I don't think that is a reasonable amount of water vapor, it seems much to large. Thoughts?

 

[Montemayor]

MECE02:

Wow! I'm getting an excedrin headache from trying to understand your typo errors, & whether you mean gauge pressure or ABSOLUTE pressure (you really have to designate exactly what pressure you are talking about; there is no such pressure as "psi" or just kPa. It is either gauge or absolute, but we can't guess. Additionally, how do you get:

2 psi = 114.7 kPa
(2 psia = 13.7895 kPaA; 2 psig = 115.115 kPaA)

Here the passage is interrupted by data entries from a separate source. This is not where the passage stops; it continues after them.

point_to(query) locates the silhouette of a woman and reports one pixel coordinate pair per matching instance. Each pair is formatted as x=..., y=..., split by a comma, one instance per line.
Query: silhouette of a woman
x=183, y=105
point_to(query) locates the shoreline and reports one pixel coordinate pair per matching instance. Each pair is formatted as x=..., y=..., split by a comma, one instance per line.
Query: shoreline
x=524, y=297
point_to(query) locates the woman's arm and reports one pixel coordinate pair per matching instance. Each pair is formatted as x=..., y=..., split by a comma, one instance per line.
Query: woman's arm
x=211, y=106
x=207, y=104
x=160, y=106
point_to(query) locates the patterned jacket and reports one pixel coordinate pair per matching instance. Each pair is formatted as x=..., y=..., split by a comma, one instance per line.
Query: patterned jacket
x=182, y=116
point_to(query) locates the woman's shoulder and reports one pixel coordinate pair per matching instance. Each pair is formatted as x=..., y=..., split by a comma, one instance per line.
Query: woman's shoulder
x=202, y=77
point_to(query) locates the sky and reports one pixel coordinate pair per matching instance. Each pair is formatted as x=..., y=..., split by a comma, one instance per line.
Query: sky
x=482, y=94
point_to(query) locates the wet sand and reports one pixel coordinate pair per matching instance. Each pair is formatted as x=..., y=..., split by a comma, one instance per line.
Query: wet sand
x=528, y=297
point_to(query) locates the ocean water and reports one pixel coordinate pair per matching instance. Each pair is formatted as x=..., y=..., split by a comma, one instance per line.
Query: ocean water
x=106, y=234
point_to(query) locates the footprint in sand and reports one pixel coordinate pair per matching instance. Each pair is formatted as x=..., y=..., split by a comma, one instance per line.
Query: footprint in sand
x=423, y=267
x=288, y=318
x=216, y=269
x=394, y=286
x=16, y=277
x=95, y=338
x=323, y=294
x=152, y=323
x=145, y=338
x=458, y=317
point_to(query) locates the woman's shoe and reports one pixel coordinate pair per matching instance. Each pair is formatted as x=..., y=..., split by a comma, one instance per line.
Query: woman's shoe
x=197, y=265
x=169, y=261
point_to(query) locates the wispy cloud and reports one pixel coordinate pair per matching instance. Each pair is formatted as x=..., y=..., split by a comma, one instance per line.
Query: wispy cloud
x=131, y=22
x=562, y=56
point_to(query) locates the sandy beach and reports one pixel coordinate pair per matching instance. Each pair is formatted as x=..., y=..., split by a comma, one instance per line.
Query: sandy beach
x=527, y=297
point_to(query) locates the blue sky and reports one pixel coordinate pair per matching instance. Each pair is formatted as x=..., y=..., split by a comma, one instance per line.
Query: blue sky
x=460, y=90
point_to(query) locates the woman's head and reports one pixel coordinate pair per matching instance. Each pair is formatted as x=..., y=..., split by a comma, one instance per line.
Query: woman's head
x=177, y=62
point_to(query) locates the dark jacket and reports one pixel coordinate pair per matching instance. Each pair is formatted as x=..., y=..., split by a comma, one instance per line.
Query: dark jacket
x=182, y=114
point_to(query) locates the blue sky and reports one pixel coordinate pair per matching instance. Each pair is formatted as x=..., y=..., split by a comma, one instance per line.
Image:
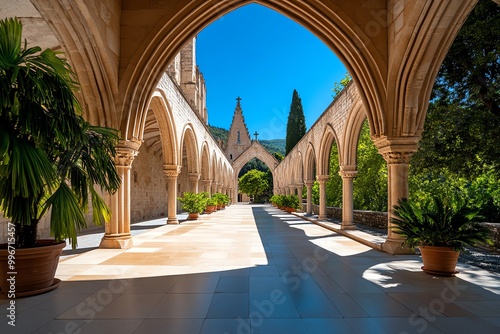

Also, you write: PvapH20 @ 383K = 143.0 kPa
But yet, you corrected yourself and said that the nitrogen+water vapor are at "165 F = 347 K". This gives a different vapor pressure for water.

How can you get:
PN2 = Ptotal - PH2O = 28.2 kPa
when Ptotal = 114.7 kPa and PH2O = 143 kPa????
I get a NEGATIVE value.

I know Dalton's Law works. It always has in the past. But in order for it to work, you've got to get the numbers correct and in the right form.

 

[25362]

MECEO2

[•] A rough check: if all the heat lost by the nitrogen stream were used only for water evaporation (which is not true) at 347 K, the maximum amount of water evaporated would be about 0.8 kg/min.

[•] Dalton's law is applicable, but then you must be sure the entering nitrogen stream is "dry" and not partly recirculated. If it is not dry, either you deduct the entering humidity or you carry a complete heat balance including the sensible heat gained by the wet solids.